4. Materials and Methods
4.1. Materials
The benzylpenicillin potassium salt (Sigma Aldrich, Buchs, Switzerland) and benzylpenicillin-d5 potassium salt (Toronto Research Chemicals, Toronto, ON, Canada), were both of analytical grade. Penicillin “Grünenthal” 10 Mio IU for infusion (Grünenthal Pharma AG, Mitlödi, Switzerland) containing 10 million international units of benzylpenicillin (i.e., 5.988 g of benzylpenicillin sodium) was used to fill the elastomeric pumps (Easypump® II LT 270-27-S (B. Braun Medical AG, Sempach, Switzerland)). For preparation of the elastomeric pumps, sodium chloride (NaCl) 0.9% for injection (B. Braun Medical AG, Sempach, Switzerland) and in-house pharmacy-produced 40 mg/mL sodium citrate solution (prepared with sodium citrate 3.13% Ph. Eur. (Hänseler AG, Herisau, Switzerland)) where used.
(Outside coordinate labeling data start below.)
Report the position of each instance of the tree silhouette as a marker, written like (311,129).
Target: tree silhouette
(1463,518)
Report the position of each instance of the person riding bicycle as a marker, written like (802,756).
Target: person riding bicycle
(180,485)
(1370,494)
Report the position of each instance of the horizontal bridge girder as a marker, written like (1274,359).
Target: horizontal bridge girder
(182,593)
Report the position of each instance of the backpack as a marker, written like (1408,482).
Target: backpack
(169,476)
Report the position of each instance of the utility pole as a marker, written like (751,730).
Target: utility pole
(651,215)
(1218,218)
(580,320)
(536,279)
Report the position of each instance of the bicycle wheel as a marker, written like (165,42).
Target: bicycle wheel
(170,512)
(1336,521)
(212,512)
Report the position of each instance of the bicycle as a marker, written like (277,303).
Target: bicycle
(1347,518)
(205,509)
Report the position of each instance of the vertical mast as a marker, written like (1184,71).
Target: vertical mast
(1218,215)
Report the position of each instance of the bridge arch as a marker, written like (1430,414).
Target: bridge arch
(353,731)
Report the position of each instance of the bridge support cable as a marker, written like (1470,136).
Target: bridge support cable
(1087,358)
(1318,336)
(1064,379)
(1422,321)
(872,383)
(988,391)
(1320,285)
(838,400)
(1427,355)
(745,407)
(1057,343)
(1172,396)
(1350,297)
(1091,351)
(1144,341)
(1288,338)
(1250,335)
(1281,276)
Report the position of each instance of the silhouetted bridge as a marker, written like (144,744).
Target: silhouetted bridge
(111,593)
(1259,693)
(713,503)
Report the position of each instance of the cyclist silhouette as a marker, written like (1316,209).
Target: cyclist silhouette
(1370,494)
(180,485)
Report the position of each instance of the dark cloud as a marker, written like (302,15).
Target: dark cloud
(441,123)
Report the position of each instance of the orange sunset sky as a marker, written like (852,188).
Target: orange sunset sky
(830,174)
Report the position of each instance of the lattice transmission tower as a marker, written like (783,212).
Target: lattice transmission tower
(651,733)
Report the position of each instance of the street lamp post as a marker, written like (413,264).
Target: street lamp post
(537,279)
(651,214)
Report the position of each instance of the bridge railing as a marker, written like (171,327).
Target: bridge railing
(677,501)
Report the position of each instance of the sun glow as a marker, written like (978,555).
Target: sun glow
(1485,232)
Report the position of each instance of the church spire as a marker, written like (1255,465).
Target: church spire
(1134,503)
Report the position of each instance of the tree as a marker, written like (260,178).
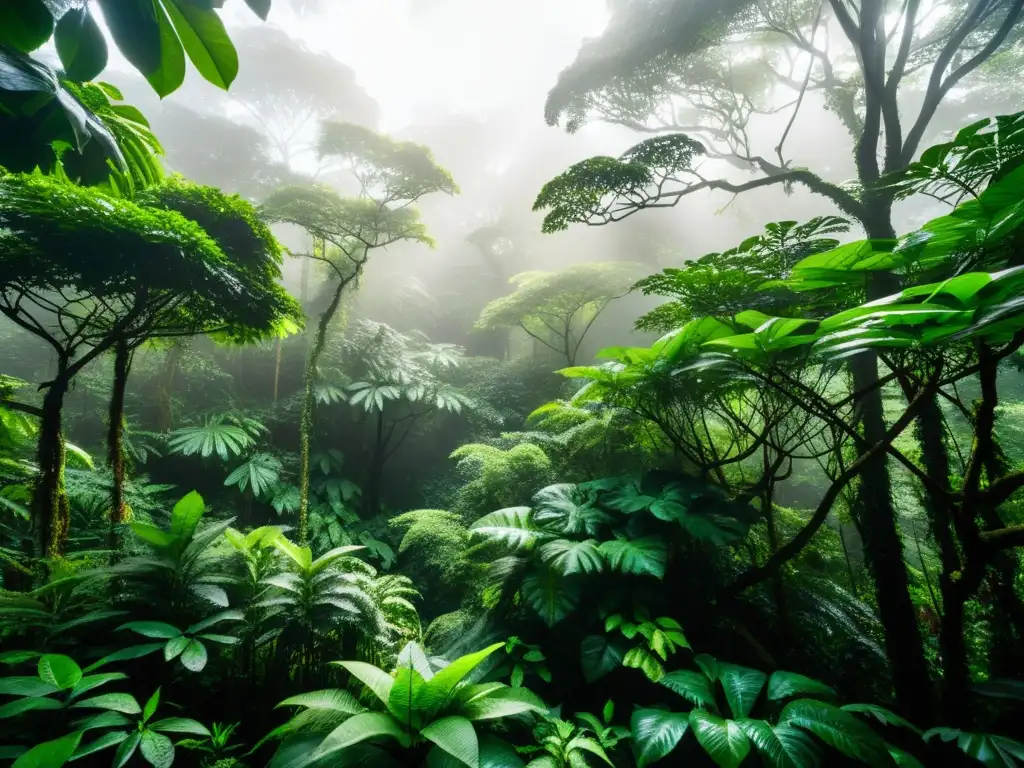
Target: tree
(89,272)
(392,176)
(672,66)
(287,90)
(558,308)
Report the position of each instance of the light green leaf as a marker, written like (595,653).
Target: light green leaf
(158,750)
(374,678)
(50,754)
(123,702)
(457,736)
(724,740)
(195,656)
(742,686)
(693,686)
(358,728)
(785,684)
(655,733)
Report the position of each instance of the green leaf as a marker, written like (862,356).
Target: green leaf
(22,706)
(260,7)
(374,678)
(205,41)
(151,706)
(781,747)
(724,740)
(25,25)
(503,702)
(742,686)
(786,684)
(135,651)
(104,741)
(358,728)
(440,687)
(174,647)
(94,681)
(639,556)
(655,733)
(333,699)
(180,725)
(693,686)
(26,686)
(457,736)
(599,654)
(185,515)
(883,715)
(80,44)
(194,657)
(123,702)
(158,750)
(838,729)
(153,629)
(126,750)
(59,671)
(50,754)
(572,557)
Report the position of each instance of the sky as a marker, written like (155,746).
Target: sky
(458,55)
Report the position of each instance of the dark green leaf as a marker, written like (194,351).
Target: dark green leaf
(80,44)
(205,41)
(655,733)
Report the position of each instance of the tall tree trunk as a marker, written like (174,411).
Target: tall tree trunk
(276,372)
(50,511)
(115,439)
(308,404)
(882,541)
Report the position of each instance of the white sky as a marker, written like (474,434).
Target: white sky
(463,55)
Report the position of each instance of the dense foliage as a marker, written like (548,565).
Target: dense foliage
(786,531)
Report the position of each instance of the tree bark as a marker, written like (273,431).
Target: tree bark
(309,403)
(50,510)
(115,439)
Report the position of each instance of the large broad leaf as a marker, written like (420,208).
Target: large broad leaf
(724,740)
(639,556)
(513,526)
(742,686)
(123,702)
(457,736)
(785,684)
(781,747)
(59,671)
(50,754)
(80,44)
(839,729)
(551,595)
(883,715)
(693,686)
(334,699)
(205,41)
(361,727)
(27,686)
(503,702)
(437,691)
(600,654)
(25,25)
(655,733)
(185,515)
(572,557)
(374,678)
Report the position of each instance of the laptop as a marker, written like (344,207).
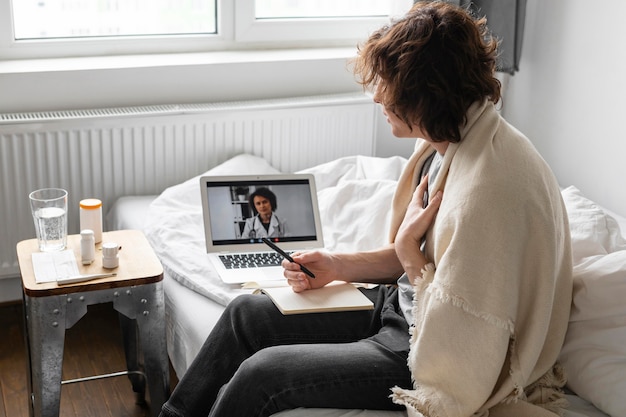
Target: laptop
(234,210)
4.2. Measurement of Benzylpenicllin
For the quantification of benzylpenicillin, a previously described LC-MS/MS method was adapted [27]. After online extraction using a Thermo (Waltham, MA, USA) TurboFlow MAX column, the analytes were separated on an AcuccoreTM XL C18 4 µm column (both Thermo Fisher Scientific, Reinach, Switzerland). Mobile phase A was composed of 10 mM ammonium carbonate in water, adjusted to pH 8 with acetic acid, and mobile phase B was composed of 10 mM ammonium acetate and 0.1% formic acid in methanol/acetonitrile (1/1, v/v). They were used in gradient mode. The mass spectrometer (TSQ Endura, Thermo Fisher Sientific, Reinach, Switzerland) was operated in positive mode after electron ion spray ionization to increase the accuracy and precision of the deuterated benzylpenicillin that was used as the internal standard for all the measurements. The measured parent masses for benzylpenicillin and benzylpenicillin-d5 were m/z 335.0 and 340.2, respectively. The lens voltage was kept at 126 V for benzylpenicillin and 139 V for benzylpenicillin-d5. The product ions and their respective collision energies were m/z 114.1 (31.5 V), 160.1 (10.3 V), and 176.1 (11.5 V) for benzylpenicillin and 114.1 (32.4 V), 160.1 (10.3 V) and 181.1 (13.2 V) for benzylpenicillin-d5, respectively. Patient samples were measured according to the described protocol, while drug infusions were diluted 500 times with water before work up.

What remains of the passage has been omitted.